To understand how blockade of 5-HT2A/2C receptors results in less Parkinsonism and TD, the neuronal localization of these receptors should be considered (Figure 2).49 The 5-HT2A/2C receptors not only activate GABAergic interneurons within the midbrain, striatum, and prefrontal cortex, but also stimulate MSNs within the striatum.49 Blockade in the midbrain results in DA release, but blocking the striatum directly inhibit MSNs.49 This inhibition may protect these MSNs from neurotoxicity induced by oxidative stress caused by oxidative metabolism of the excess DA.2

Figure 2.

Figure 2.

Model for the distribution of 5-HT2A and 5-HT2C receptors in the midbrain, striatum, and prefrontal cortex.

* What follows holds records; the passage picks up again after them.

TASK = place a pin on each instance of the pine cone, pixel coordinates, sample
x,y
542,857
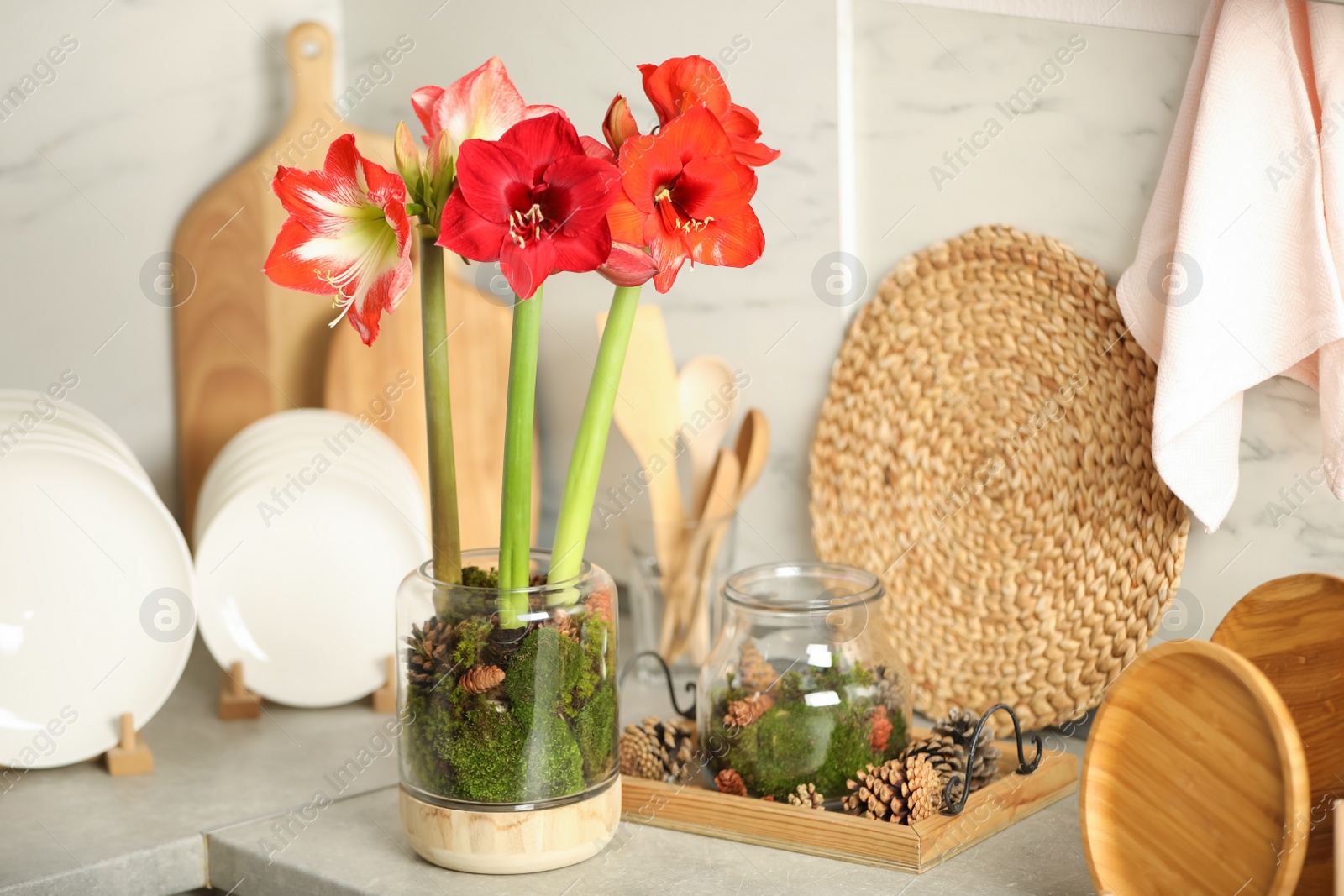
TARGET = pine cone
x,y
659,750
481,679
730,782
808,797
924,785
743,712
961,726
944,752
754,673
887,689
600,605
879,793
428,652
880,731
568,625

Note: Blue: GABAergic, MSNs or fast-spiking interneurons; grey: dopaminergic neuron; purple: serotonergic interneuron; red: glutamatergic cortico-striatal neuron; and tan: striatal cholinergic interneuron. The model explains the clinical differences when 5-HT2C receptors show far more constitutive activity than 5-HT2A receptors (colour figure in DOI: 10.1177/2050312116643673).

Conclusion

Only rs1345423 in GRIN2A showed a significant association with TD in the Dutch and Siberian patient populations. It may be concluded that a direct modulation of the DA type 2 receptors is unlikely to be responsible for the protective effects of atypical antipsychotic drugs on TD. The 5-HTR2C receptor may better explain this effect, particularly when its constitutive activity is considered.

Footnotes

Declaration of conflicting interests: The author(s) declared no potential conflicts of interest with respect to the research, authorship, and/or publication of this article.

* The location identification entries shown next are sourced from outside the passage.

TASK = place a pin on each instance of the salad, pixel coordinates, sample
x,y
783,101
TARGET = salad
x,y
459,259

Ethics approval: Ethical approval for this study was obtained from: “Локальный этический комитет при ФГБУ «НИИПЗ» СО РАМН, Томск, Российская Федерация” (Local Ethics Committee at the Mental Health Research Institute of Siberian Branch of RAMSc, Tomsk, Russian Federation) [decision №21/2.2009 from 21.09.2009].

Funding: Part of this work (investigation of Russian patients with schizophrenia) was supported by the Russian Science Foundation [Grant #14-35-00023].

Informed consent: Written informed consent was obtained from all subjects before the study. None of the participants had a compromised capacity/ability to consent; hence, consent obtained from the next of kin was not necessary and not recommended by the Local Ethics Committee.